It had been almost a year and a half since the wreck and I was still in very bad shape. My balance was off and I fell quite often. My speech was still very slow and slurry and my left arm was awfully uncoordinated and slow while my right was very shaky and my eyes were still out of focus. I took the semester off of school to give my all towards getting well. Even though a commitment to my therapies was renewed I still felt like something was missing. For the first time in my life I had to deal with my loneliness and I didn’t know quite how to do this. My friends were wonderful to me through their letters and the few times I got to visit them, but I wanted to call someone on the spur of the moment and go see a movie. It became hopeless the minute I opened my mouth though. People thought that I was missing something upstairs. Need I say that I have not had a date since the accident? I felt so alone and I refused to wear a sign on my back saying, “My name is Susan and I’m not retarded.” I wanted to be myself and have people like me for me not because or how I walked or talked.
It was obvious that my talking had improved because fewer people asked what it was that I wanted. My speech was still very slow but my main worry now was that it was extremely monotonous. Sara decided that it was time to minimize that problem. I sat down at the piano and worked on scales and sang along with different songs on the radio to give me some much needed inflection. All I can say to that is; when I learn to keep up with the songs; Barbra Streisand, look out!
Sara told me of a man who gave therapy in the swimming pool. Since I was swimming every day I decided to give Jay a call. He came to our home and asked me to float on my stomach without a life jacket. I didn’t know whether to laugh or cry. I refused and he asked me why. I said, “Because I’ll die.” After much persuasion I finally took off my life vest and floated with my head down in the water. I took a gasp of air and instead of nice dry air it was extremely wet.
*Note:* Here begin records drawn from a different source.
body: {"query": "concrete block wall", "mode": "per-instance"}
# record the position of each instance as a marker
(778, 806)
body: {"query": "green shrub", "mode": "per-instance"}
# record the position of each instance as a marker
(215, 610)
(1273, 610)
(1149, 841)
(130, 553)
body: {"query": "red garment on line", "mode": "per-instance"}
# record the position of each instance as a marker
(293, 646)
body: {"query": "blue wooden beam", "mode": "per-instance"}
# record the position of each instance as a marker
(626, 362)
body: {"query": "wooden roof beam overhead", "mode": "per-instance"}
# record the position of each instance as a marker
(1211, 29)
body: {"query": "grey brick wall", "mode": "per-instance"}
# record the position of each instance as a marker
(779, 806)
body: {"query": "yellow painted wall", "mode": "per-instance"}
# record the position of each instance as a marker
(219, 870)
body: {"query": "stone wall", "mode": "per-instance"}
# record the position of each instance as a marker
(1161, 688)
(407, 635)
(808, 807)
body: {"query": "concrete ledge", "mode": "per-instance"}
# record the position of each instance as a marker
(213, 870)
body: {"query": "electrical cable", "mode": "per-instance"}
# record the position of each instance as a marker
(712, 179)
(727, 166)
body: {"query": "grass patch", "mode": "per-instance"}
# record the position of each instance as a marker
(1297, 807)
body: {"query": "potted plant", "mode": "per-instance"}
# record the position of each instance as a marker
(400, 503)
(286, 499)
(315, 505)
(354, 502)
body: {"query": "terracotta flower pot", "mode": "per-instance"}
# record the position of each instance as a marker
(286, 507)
When I could talk I asked Jay why in the world I did something that stupid, He said it was because of a reflexive startle response. Any time that a person becomes scared they take a big gasp of air. Being in the pool I gasped water instead of air. My choking went on for several weeks but I finally got over this fright. I swam the width of the pool. Jay taught me to take a breath of air so that I could swim the whole length. I’m getting ready to compete in the Olympics as soon as I learn to do a flip turn.
It was time for Lori to become 21 and I wasn’t about to miss that for the world. After many hours of nagging, my parents finally gave in and said that I could go to Chicago alone. This was the first time since the accident that I was allowed to go anywhere alone and I was scared to death. I made it to Chicago without falling once. Lori, Jane, Sally, and Sharon met me at the airport, it was so good to see them and not have to worry about speech therapy, physical therapy, occupational therapy, biofeedback, yoga, neuromuscular massage therapy, myofuntional therapy, aqua therapy, psychology...for a few days. I began my carefree wonderful vacation.
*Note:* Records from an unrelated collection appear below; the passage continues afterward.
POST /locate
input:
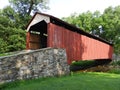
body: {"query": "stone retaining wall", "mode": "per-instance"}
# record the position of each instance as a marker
(34, 64)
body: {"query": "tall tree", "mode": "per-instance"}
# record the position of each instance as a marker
(108, 23)
(25, 7)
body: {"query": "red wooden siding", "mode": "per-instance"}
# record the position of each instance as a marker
(78, 47)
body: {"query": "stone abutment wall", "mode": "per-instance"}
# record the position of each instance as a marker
(34, 64)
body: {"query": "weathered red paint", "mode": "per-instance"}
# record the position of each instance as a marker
(78, 47)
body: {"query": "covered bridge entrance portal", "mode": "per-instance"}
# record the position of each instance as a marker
(47, 31)
(37, 36)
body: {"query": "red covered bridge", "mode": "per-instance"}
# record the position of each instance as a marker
(47, 31)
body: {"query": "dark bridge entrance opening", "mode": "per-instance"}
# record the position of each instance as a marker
(37, 36)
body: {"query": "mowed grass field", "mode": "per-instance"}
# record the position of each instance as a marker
(75, 81)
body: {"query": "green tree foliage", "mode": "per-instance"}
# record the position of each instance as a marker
(25, 7)
(13, 20)
(109, 20)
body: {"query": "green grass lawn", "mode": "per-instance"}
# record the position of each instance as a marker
(76, 81)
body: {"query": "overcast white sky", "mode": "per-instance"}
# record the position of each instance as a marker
(64, 8)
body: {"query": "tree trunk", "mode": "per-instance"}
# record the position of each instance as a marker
(31, 5)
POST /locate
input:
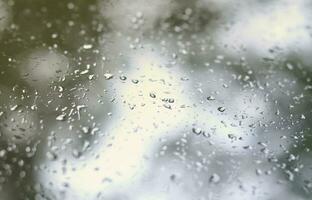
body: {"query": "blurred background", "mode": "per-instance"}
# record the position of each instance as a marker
(155, 100)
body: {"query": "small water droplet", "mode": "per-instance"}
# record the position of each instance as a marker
(108, 76)
(221, 109)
My plane was late getting in so the first night was very short; the second day and night was filled with shopping and speaking to old friends. The third day we prepared for the big night. It was upon us and the people began arriving for Lori’s Hawaiian birthday party, there was much food to be eaten and games to be played. One of the games required a person to tie a balloon to his or her waist and grab a partner to do the bump with and pop it. I wanted to play so I grabbed a balloon and a partner. Steve and I started to do the bump and I got very cocky and hit him too hard and was sent sprawling. Everyone ran over and picked me up and asked if I was okay. “Yes” I lied. Physically I was fine but my ego had been terribly bruised. Here was a 21-year-old lady falling down like a two-year-old little girl.
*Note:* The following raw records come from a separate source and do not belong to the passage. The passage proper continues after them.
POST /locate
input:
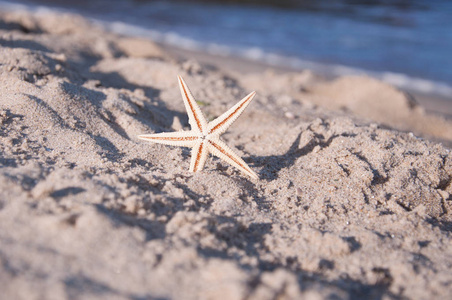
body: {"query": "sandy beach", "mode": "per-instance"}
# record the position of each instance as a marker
(352, 201)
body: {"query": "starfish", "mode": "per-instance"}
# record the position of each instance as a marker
(204, 137)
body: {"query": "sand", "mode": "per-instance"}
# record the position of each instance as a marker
(353, 200)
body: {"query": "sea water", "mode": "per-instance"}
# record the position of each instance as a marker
(405, 43)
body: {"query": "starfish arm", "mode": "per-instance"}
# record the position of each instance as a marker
(178, 138)
(222, 123)
(222, 151)
(195, 117)
(199, 155)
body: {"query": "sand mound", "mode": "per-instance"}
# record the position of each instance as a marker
(344, 208)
I decided to sit the rest of the games out. I grabbed a chair and began talking to Laura, a girl I hadn’t seen since high school. She said that I was doing well and looking good. She then asked me about the accident. I knew that people were curious and it didn’t bother me at all. We started talking about it and she asked me if I felt guilty about the boy who died. For the first time I realized that because I survived I deal with a lot of guilt. Jim was being a gentleman when he offered to drive Samantha and I back to our dorm room. I think that if I hadn’t gone out that evening Samantha wouldn’t have gone and Jim wouldn’t have been on the highway on September 18th, but no one knew what was waiting for us on that godforsaken road. I understand now that one can never live ones life of ifs. By all medical facts I never should have lived. So I imagined my parents’ in Jim’s parents’ shoes and it breaks my heart. I only met him two weeks before the accident and as is common with most brain damaged individuals I've lost a lot of my memory including the accident, because of this memory loss, I don’t even remember Jim. This increases my feelings of guilt. All of this would have been prevented if a person knew that if he or she killed someone due to their stupidity they would pay dearly for their dumb move. Don’t get me wrong though, I love this country. America is the land of the free; after all Frank N. Stein is out driving again while I hope to walk one day without a limp. If this never happens, all that can be said is c’est la vie.